[EDITOR'S NOTE: This case is unpublished as indicated by the issuing court.] Date of Sentence 6 June 1996 Date of Application 6 June 1996 Date Application Filed 6 June 1996 Date of Decision 28 January 1997
Application for review of sentence imposed by the Superior Court for the Judicial District of Ansonia/Milford at Derby. Docket No. MV95-270766.
Susan Brown, Esq., for the Petitioner.
Francis J. McQuade, Esq., for the State of Connecticut.
BY THE DIVISION The petitioner submitted a plea of Nolo Contendre to the crime of Manslaughter in the second degree with a motor vehicle in violation of Conn. Gen. Stat. 53a-56b. At the time of sentencing the court imposed a sentence of ten years to serve, the maximum penalty allowed by statute for the crime.
The facts show that the petitioner admitted to killing a thirteen year old boy with a motor vehicle that the petitioner was driving while severely intoxicated. The blood alcohol level CT Page 1345 was .371. Further the record shows that the petitioner left the scene of the accident and that the petitioner's license to operate a motor vehicle was under suspension at the time of the accident.
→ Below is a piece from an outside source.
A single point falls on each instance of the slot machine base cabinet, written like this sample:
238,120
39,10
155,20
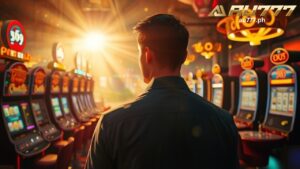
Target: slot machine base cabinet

The counsel for the petitioner, at the hearing, emphasized that the petitioner cooperated with the police and the victim's family at all times. He also pled to the charge thereby avoiding a costly trial. She noted, that contrary to the pre-sentence investigation report the petitioner has shown remorse and that the actions of the petitioner in plea bargaining this case was solely to spare the victim's family further anguish. Counsel noted that the petitioner had no record of violence and that his previous driving under the influence arrest was five years prior to the present incident. Counsel felt that the maximum sentence was exceptionally harsh and way above the norm for such sentences for similar crimes. Counsel asked this panel to impose a sentence of less than the five years that was originally offered.
Petitioner when he addressed the panel and stated that he has learned his lesson and if a lesser sentence is imposed he now understands how to avoid accidents like this tragic one.
The attorney for the state noted it was the state's intention all along to ask the court for the maximum sentence allowed under the penalty provisions of the statute. Counsel felt that the legislators should increase the maximum sentence under the law as he felt the ten year maximum was insufficient for such a horrendous crime. He noted that the record shows that the petitioner voluntarily drank himself into the condition of being severely intoxicated. The attorney urged the panel to look at the facts of this case and affirm the sentence the court imposed. He felt it was fair for the facts of this crime.
In reviewing the sentence imposed by the court we note that the ten year sentence represents the maximum allowed by the penalty provisions of the statute. Here the voluntary acts of the petitioner of imbibing alcohol were of such an extreme callousness that a young life of a thirteen year old child was taken needlessly and tragically. In looking at the transcript the court took into consideration all of the factors necessary to satisfy the requirements of P.B. 942. In imposing the maximum the court has the duty and lawful right to impose the maximum in cases it feels merits such a result. Here clearly the court was moved by the age of the victim and the deep and never ending loss CT Page 1346 suffered by the victim parents. The Division agrees with the sentencing court and finds that the sentence was neither disproportionate nor unfair, pursuant to the standard of Practice Book 942. The sentence is AFFIRMED.
Norko, J.
Purtill, J.
Klaczak, J.
Norko, Purtill and Klaczak, J.'s participated in this decision.